Sorting Is Easier Than Seduction

Sort Don't Seduce

Don’t Turn Her Into Something She’s Not

It’s really, really easy to get your sites set on one girl. You meet her, have a conversation or two, and your caveman brain starts spinning. She seems perfect. You start to imagine a future together. If only you could figure out how to make it happen.

There’s two ways that guys sometimes handle something like this. One is they continue to interact her, but never really make any kind of move. I’m not talking a physical move, but they never ask her on a date, or talk to her so she knows the guy’s interested.

They sit around and hope something “just happens.”

Of course, this will quickly put you in the “friend zone” from which there’s really no escape. Sure it happens, but it’s not a good idea to depend on it.

The other thing they do is suddenly confess their feelings for her. Tell her they love her with all their hearts. This usually doesn’t work either. Way too much, way too soon.

Both of these strategies are designed to protect the male ego. They are afraid of rejection, so they never make a move and pretty much put themselves in the friend zone.

Or they want to get it over as quickly as possible, so they dump a bunch of emotions on her.

If you’ve done either of these, you know they don’t make things any better.

From an objective standpoint, going down the middle is clearly the best route.
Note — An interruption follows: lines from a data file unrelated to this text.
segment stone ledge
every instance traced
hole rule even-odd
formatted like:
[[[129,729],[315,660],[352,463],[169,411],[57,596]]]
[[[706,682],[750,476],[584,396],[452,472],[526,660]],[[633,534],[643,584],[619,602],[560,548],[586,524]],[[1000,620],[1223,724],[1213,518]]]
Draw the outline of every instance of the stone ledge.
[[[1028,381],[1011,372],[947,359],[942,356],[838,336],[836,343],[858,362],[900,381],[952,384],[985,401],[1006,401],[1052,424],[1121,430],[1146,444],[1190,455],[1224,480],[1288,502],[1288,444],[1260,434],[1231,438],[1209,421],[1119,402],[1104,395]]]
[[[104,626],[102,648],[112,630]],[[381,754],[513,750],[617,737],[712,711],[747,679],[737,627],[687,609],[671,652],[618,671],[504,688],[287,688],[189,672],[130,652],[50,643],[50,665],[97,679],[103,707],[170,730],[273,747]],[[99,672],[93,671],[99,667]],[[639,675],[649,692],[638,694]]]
Express your intentions, but very slowly, in a way that’s easy for her to reciprocate.

If you’ve never done this before, it can be very, very difficult. Every single step forward means risking rejection. She may give you her number, but she might not date you. She might date you once, but not twice. She might be willing to date you, but not get physical. She might let you get to first based, but not second. And on and on.

As you can imagine, the more experience you get, the easier it will be. But this kind of gets rid of the notion of having it go perfectly with the first girl you ever lay eyes on.

This requires a completely different mindset. One is that finding your dream girl is not a seduction process, but a sorting process.

It’s much, much easier to find somebody who likes you just the way you are, then taking some girl who maybe likes you and spending all kinds of time, money and energy chasing her.

One thing that will help is to simply practice flirting with girls. Only flirting. Not number closing or long drawn out conversations where you hope something eventually happens.

Short, harmless flirting with as many girls as you can.

Until talking to cute girls becomes second nature, and you don’t freak out when you find “The One.